Nigeria’s Future is Bleak, Laments Archbishop Obinna

Nigeria’s Future is Bleak, Laments Archbishop Obinna

Amby Uneze in Owerri

The revelation made recently by the former Central Bank of Nigeria (CBN) Deputy Governor, Obadiah Mailafia, over sinister moves by some groups to wage a war against some sections of the country may not be ruled out completely, as the Archbishop of Owerri Catholic Ecclesiastic Province, Most Rev. Anthony Obinna, has stated lamented that Nigeria’s future is bleak “because government has failed to combat insecurity in the country.”

The cleric, who was delivering a sermon on the 2020 Father’s Day celebration of the Archdiocese, which was shifted forward due to the lockdown occasioned by the COVID-19 pandemic, at the Maria Assumpta Cathedral in Owerri, Imo State capital, blamed the government for remaining silent over the “senseless killings of innocent citizens by Fulani herdsmen without any effort to curtail the menace.”

According to the clergyman, “It is very unfortunate that our government and security personnel have failed the country. They look the other way when these bandits continue to kill and maim innocent Nigerians on a daily basis. Unfortunately, there is war in this country.”

Archbishop Obinna maintained that Nigerians are currently suffering from a virus of brutality and anarchy rather than the COVID-19 pandemic. “This is the Nigerian form of virus tormenting us today, not coronavirus. The future of Nigeria is uncertain, even though we are afraid whether we will be alive to see another election in 2023.”

He, however, urged Nigerians and Christians to embrace the teaching of Jesus Christ which he said centres on love, peace and unity, lamenting that “the future of the country is bleak.”

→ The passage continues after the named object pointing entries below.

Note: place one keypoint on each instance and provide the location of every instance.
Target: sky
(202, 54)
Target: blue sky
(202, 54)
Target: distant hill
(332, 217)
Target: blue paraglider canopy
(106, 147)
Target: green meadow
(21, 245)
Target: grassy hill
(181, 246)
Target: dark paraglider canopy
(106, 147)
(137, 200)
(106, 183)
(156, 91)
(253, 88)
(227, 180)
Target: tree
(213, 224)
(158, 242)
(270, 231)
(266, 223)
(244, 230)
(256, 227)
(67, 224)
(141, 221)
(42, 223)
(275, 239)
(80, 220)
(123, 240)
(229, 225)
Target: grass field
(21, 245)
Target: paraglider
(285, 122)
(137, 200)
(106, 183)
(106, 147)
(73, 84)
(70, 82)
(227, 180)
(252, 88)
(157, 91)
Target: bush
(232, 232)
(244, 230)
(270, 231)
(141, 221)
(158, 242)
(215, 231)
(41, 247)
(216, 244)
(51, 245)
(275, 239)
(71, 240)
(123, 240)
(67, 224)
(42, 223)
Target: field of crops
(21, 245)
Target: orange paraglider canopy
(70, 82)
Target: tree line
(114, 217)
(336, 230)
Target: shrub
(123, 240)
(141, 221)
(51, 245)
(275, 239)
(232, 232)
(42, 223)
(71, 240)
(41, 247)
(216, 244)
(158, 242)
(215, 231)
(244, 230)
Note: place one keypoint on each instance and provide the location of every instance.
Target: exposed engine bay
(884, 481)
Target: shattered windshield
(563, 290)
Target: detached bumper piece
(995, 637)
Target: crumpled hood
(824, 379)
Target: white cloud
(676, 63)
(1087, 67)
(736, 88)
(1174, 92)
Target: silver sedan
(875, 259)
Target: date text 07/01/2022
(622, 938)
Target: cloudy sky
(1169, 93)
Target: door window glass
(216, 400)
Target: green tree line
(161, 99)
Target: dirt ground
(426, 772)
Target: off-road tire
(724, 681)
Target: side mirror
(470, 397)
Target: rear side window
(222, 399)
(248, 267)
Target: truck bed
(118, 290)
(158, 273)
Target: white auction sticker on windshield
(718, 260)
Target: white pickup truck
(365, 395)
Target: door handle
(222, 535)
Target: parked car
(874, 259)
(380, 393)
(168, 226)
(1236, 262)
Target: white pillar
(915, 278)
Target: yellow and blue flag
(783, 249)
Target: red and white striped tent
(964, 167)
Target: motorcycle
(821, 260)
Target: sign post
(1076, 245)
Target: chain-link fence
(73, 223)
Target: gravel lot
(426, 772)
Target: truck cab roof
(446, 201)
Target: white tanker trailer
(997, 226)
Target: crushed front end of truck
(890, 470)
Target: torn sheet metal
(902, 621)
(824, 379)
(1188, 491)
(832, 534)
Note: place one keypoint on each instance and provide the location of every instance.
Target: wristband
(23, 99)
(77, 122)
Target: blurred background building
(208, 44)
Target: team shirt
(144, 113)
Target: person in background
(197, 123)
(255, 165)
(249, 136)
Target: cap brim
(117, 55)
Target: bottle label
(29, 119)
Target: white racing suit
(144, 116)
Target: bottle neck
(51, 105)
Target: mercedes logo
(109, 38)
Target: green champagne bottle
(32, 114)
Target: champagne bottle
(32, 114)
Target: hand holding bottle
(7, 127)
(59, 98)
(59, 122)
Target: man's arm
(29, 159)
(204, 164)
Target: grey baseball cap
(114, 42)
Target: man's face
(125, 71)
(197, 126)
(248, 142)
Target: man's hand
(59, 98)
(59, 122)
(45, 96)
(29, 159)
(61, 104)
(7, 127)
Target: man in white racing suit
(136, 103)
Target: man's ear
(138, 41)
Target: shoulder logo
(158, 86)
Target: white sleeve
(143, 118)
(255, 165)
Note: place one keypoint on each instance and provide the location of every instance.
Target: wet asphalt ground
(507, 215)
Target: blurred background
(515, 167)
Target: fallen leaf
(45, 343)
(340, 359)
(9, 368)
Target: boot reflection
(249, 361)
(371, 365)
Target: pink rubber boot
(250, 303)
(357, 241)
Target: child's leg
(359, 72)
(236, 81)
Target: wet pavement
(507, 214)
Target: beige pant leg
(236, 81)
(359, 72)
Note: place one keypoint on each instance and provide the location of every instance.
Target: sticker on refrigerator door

Mailafia had in a radio interview alerted the country of impending danger to be orchestrated by bandits to allegedly wipe out the Southern Nigeria people which the government and security agencies are not comfortable with. According to him, “by 2022, they (Fulani militia) want to start a civil war in Nigeria. Phase two is they will start moving from house to house killing prominent people in Southern Nigeria, and accuse the government of complicity. They are not only unable and unwilling to arrest the crisis but they are part and parcel of the killings.”